POSIX Threads API — Operating Systems

What it is#

pthreads (POSIX Threads, IEEE Std 1003.1c) is the C-level threading interface that every Unix-like system speaks. On Linux it’s implemented by glibc’s NPTL on top of the clone() syscall and the futex fast-userspace mutex; on macOS by libsystem on top of Mach threads. The surface fits on one slide: create / join a thread, lock / unlock a mutex, wait / signal a condition variable, post / wait on a semaphore.

Every higher-level threading API in C-family languages — C++ std::thread, Rust std::thread, Java native threads, Python’s threading module — sits on pthreads when it runs on Linux or macOS. Knowing pthreads gives you the vocabulary to reason about all of them.

When to use it#

Reach for pthreads directly when:

You’re writing C and the standard library’s <threads.h> (C11) isn’t available or portable enough.
You’re writing a library that ships across multiple host languages and needs the lowest-common-denominator thread primitive.
You’re debugging or profiling threading code and need to see the actual syscalls — gdb’s thread support, perf’s thread-id columns, and strace -f all speak the pthreads layer.
You need a feature the higher-level wrapper hides — thread cancellation, custom stack placement, robust mutexes that survive owner death, real-time scheduling attributes.

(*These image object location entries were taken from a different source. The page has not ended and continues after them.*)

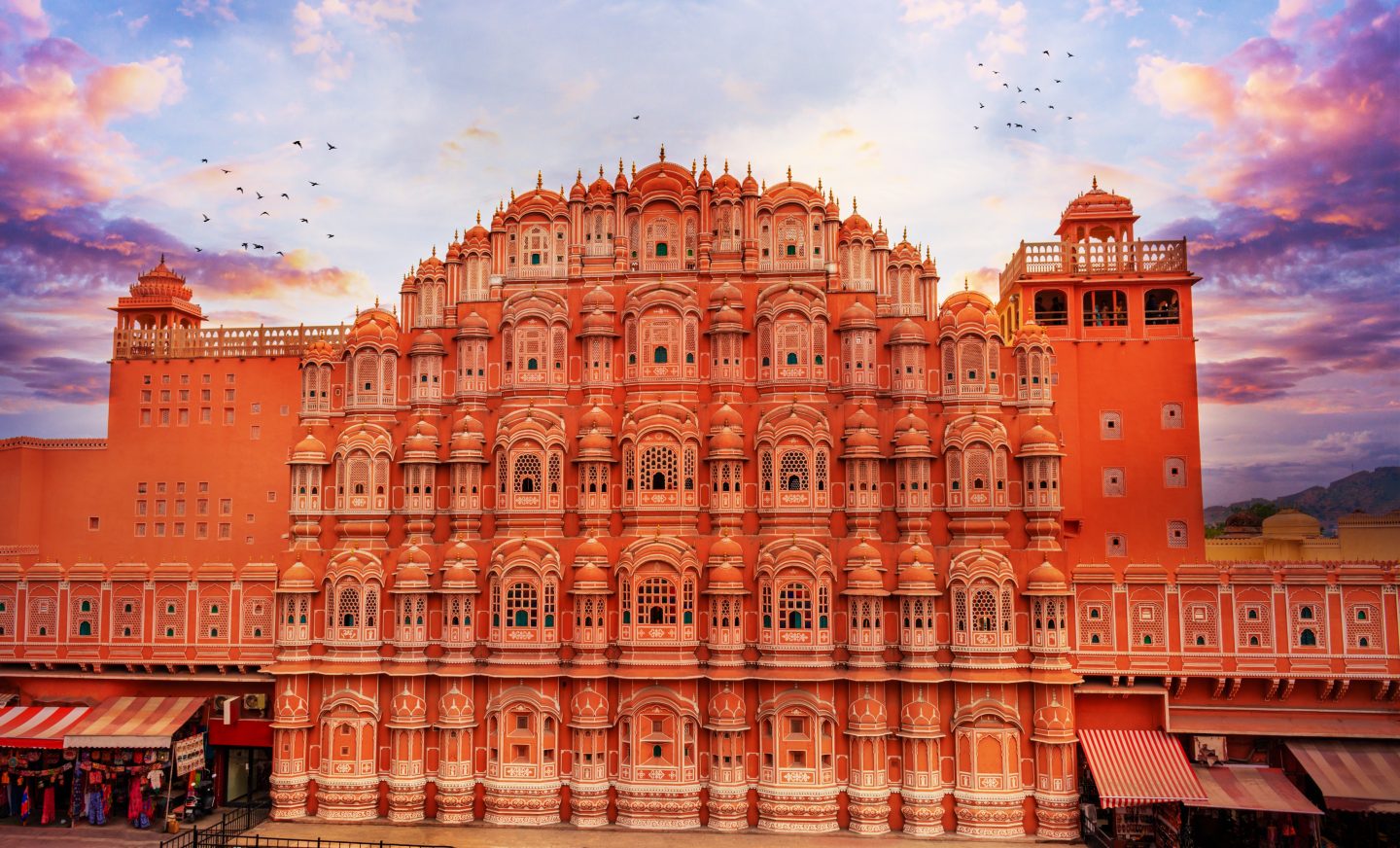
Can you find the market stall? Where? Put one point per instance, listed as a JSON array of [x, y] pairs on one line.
[[130, 758], [35, 771], [1249, 806], [1138, 778]]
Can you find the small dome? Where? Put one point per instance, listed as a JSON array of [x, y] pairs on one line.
[[374, 326], [920, 717], [591, 548], [588, 705], [907, 332], [309, 449], [858, 315], [725, 548], [867, 711], [429, 341], [727, 707], [298, 576], [727, 440]]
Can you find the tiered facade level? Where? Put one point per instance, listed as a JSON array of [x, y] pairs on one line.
[[680, 501]]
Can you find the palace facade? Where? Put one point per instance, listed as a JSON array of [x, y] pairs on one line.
[[680, 500]]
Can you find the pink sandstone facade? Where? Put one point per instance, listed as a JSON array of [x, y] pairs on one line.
[[682, 501]]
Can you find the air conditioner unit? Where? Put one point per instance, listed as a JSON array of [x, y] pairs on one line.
[[1208, 749]]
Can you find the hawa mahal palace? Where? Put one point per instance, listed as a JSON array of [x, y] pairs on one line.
[[677, 500]]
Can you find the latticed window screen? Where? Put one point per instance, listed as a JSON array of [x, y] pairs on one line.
[[983, 611], [169, 618], [1364, 625], [792, 472], [655, 601], [1147, 625], [126, 618], [1095, 624], [658, 468], [1253, 624], [1200, 628], [521, 605], [258, 618], [44, 618], [794, 606], [528, 474], [83, 615]]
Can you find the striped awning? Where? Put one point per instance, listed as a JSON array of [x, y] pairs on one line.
[[1138, 767], [1352, 774], [1250, 788], [133, 723], [38, 726]]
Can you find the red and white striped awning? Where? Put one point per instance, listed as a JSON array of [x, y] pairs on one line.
[[38, 726], [1354, 774], [133, 723], [1138, 767]]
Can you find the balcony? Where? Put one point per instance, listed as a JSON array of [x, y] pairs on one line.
[[187, 343], [1095, 258]]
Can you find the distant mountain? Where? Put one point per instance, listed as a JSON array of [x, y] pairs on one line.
[[1375, 491]]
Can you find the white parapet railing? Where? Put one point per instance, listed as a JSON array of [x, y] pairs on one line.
[[185, 343]]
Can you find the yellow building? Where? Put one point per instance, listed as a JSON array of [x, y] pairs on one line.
[[1291, 536]]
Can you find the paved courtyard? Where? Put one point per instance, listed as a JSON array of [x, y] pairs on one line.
[[487, 835]]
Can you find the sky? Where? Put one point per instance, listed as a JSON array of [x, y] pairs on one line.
[[1265, 133]]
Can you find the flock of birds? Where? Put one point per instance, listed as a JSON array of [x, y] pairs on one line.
[[257, 194], [1027, 114]]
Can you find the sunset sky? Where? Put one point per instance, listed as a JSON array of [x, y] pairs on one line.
[[1266, 133]]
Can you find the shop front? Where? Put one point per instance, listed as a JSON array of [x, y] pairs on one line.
[[37, 773], [136, 759], [1249, 806], [1357, 781]]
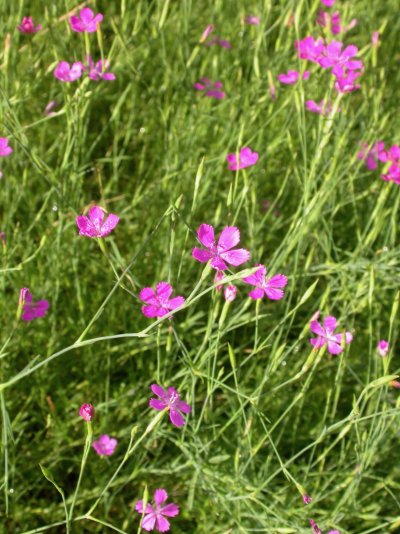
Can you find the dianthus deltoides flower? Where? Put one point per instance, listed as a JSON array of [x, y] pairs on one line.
[[159, 302], [326, 335], [86, 22], [154, 514], [94, 225], [170, 400], [105, 446], [220, 253]]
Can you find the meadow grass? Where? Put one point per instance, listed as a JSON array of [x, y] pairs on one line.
[[271, 419]]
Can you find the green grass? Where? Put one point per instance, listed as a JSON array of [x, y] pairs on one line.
[[269, 415]]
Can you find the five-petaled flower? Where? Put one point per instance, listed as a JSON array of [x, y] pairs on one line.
[[98, 70], [245, 158], [86, 22], [159, 302], [94, 225], [105, 446], [5, 149], [28, 26], [220, 253], [326, 335], [66, 73], [154, 515], [169, 400], [32, 310], [269, 287]]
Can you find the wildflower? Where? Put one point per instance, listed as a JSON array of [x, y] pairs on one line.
[[252, 20], [269, 287], [230, 293], [93, 226], [86, 411], [292, 76], [310, 49], [323, 108], [99, 70], [169, 400], [86, 22], [154, 515], [158, 302], [65, 73], [220, 253], [5, 150], [327, 336], [213, 89], [371, 156], [32, 310], [245, 158], [209, 29], [105, 446], [27, 26]]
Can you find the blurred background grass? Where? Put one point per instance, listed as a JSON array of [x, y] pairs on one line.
[[261, 421]]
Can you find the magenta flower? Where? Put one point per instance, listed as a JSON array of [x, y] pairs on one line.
[[169, 400], [383, 348], [105, 446], [221, 253], [5, 149], [310, 49], [33, 310], [65, 73], [252, 20], [154, 515], [27, 26], [323, 108], [94, 225], [269, 287], [245, 158], [86, 411], [98, 71], [292, 77], [326, 335], [230, 293], [211, 89], [158, 302], [86, 22]]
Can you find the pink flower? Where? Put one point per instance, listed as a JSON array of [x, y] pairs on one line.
[[99, 70], [158, 302], [86, 22], [212, 89], [230, 293], [86, 411], [33, 310], [245, 158], [5, 150], [169, 400], [220, 253], [323, 108], [266, 287], [154, 515], [27, 26], [65, 73], [93, 226], [292, 76], [105, 446], [209, 29], [383, 348], [327, 336], [310, 49], [253, 20]]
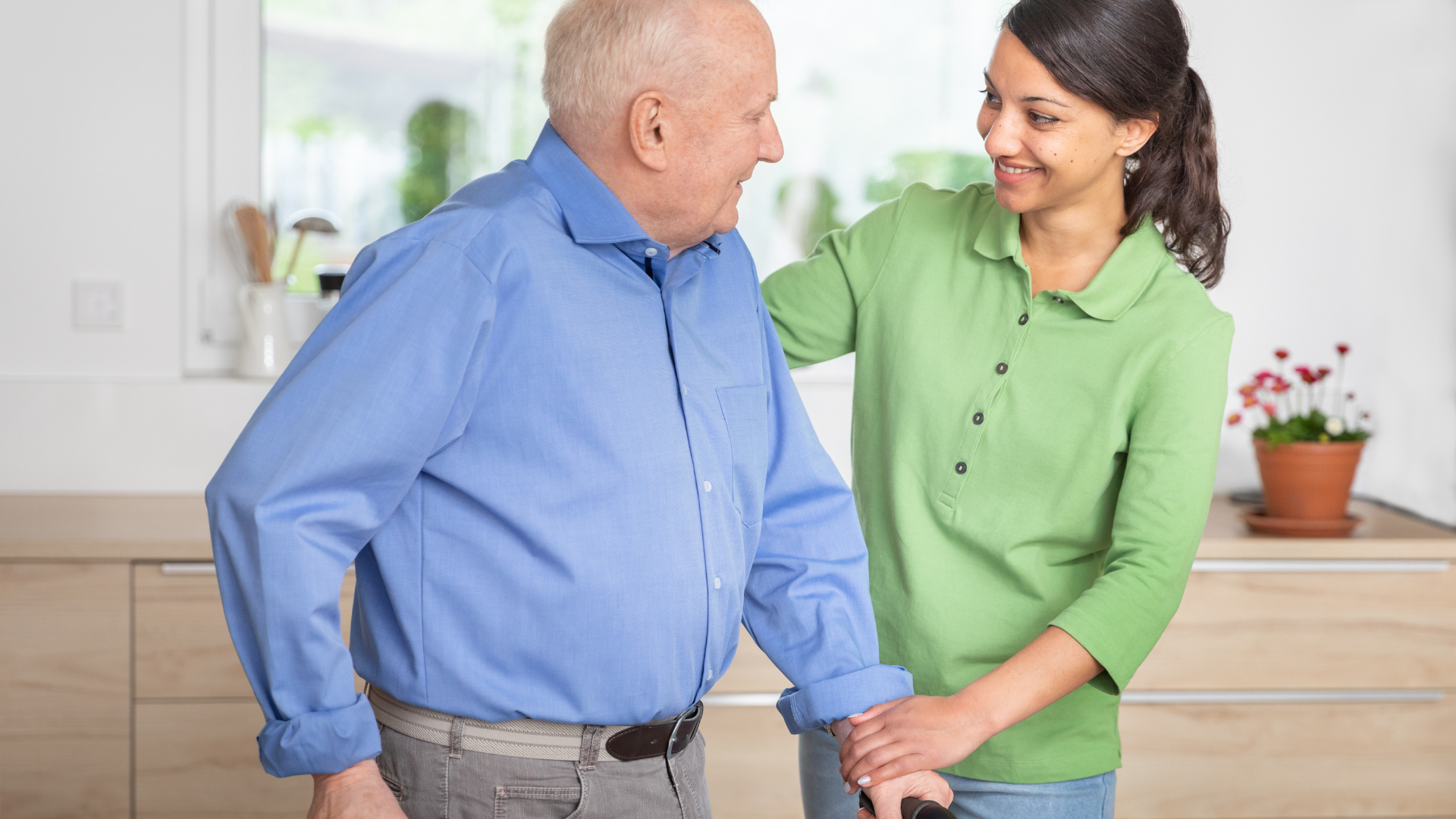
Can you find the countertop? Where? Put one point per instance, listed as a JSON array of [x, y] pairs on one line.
[[124, 528]]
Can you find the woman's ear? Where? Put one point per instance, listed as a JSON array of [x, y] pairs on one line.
[[645, 124], [1134, 134]]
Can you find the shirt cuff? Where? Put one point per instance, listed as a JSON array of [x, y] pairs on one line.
[[319, 742], [830, 700]]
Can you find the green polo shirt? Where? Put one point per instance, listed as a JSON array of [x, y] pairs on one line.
[[1019, 461]]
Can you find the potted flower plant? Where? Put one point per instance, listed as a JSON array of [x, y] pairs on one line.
[[1308, 436]]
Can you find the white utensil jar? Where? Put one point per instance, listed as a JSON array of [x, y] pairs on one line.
[[265, 349]]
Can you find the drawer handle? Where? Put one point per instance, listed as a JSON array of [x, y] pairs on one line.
[[742, 700], [1324, 566], [188, 569], [1274, 697]]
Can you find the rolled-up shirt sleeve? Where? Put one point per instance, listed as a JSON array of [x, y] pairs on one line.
[[807, 599], [1161, 509], [321, 466]]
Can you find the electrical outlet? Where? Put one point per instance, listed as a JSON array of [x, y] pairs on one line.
[[98, 305]]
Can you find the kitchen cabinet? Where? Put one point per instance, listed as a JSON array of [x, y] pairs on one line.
[[1299, 679]]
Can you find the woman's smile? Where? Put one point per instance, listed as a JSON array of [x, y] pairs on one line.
[[1012, 174]]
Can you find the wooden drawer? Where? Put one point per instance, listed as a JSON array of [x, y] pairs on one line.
[[1310, 624], [753, 764], [1232, 761], [200, 761], [752, 670], [182, 643], [64, 691]]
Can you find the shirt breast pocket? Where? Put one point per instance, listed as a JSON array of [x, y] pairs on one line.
[[746, 411]]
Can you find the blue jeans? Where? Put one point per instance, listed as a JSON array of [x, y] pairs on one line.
[[974, 799]]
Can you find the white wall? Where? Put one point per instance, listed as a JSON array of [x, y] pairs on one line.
[[1338, 145], [1337, 133]]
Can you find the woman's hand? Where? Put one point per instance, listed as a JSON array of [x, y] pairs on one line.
[[913, 733], [922, 733]]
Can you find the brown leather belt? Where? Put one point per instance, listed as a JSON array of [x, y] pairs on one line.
[[535, 739], [666, 738]]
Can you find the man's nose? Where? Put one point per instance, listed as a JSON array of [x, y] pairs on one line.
[[770, 146]]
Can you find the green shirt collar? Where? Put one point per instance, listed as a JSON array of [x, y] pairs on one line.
[[1114, 289]]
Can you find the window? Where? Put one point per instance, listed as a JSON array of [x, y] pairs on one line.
[[375, 110]]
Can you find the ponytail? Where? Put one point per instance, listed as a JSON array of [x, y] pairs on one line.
[[1131, 58]]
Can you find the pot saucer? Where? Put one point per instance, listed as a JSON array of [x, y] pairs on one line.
[[1296, 528]]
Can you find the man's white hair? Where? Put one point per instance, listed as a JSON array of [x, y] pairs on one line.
[[601, 55]]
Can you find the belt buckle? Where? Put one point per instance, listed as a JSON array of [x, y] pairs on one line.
[[692, 713]]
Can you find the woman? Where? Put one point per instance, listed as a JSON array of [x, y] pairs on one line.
[[1037, 401]]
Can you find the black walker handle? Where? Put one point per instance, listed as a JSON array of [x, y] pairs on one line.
[[910, 808]]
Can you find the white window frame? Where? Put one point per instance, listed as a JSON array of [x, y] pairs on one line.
[[221, 161]]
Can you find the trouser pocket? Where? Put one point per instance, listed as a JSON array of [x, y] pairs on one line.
[[535, 802]]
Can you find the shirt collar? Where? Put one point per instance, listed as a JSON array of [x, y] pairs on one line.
[[595, 215], [1114, 289]]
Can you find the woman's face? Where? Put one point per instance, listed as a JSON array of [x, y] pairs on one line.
[[1052, 148]]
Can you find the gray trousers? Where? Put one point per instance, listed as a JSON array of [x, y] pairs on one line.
[[433, 783]]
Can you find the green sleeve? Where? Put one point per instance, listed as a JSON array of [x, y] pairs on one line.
[[814, 302], [1161, 509]]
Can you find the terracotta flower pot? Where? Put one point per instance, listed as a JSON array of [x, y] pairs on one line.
[[1308, 482]]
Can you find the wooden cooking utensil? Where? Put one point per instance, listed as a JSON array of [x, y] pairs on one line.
[[254, 226]]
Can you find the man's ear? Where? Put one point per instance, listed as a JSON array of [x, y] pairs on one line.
[[645, 127], [1136, 134]]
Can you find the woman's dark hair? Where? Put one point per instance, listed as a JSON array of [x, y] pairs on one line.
[[1131, 58]]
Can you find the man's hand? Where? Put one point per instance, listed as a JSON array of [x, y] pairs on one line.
[[922, 784], [354, 793], [913, 733]]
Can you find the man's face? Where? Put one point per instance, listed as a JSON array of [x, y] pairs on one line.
[[730, 130]]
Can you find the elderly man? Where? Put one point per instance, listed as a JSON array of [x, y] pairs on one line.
[[552, 428]]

For new C++ code, prefer std::thread and std::mutex — same semantics, RAII handles cleanup, type-safe. For Go or Rust async work, prefer the runtime’s primitives. pthreads is the floor, not the ceiling.

How it works#

Creating and joining threads#

#include <pthread.h>

void* worker(void* arg) {
    int id = *(int*)arg;
    // ... do work ...
    return (void*)(long)(id * 2);  // return value picked up by join
}

int main(void) {
    pthread_t t;
    int id = 42;
    pthread_create(&t, NULL, worker, &id);   // spawn
    void* ret;
    pthread_join(t, &ret);                   // wait + collect
    long result = (long)ret;
    return 0;
}

pthread_create allocates a stack (default 8 MB on Linux glibc, tunable via pthread_attr_setstacksize), wires up TLS, and issues a clone() with CLONE_VM | CLONE_FS | CLONE_FILES | CLONE_SIGHAND | CLONE_THREAD — the flags that say “share everything except the stack and registers.” pthread_join blocks until the target thread returns and reclaims its resources.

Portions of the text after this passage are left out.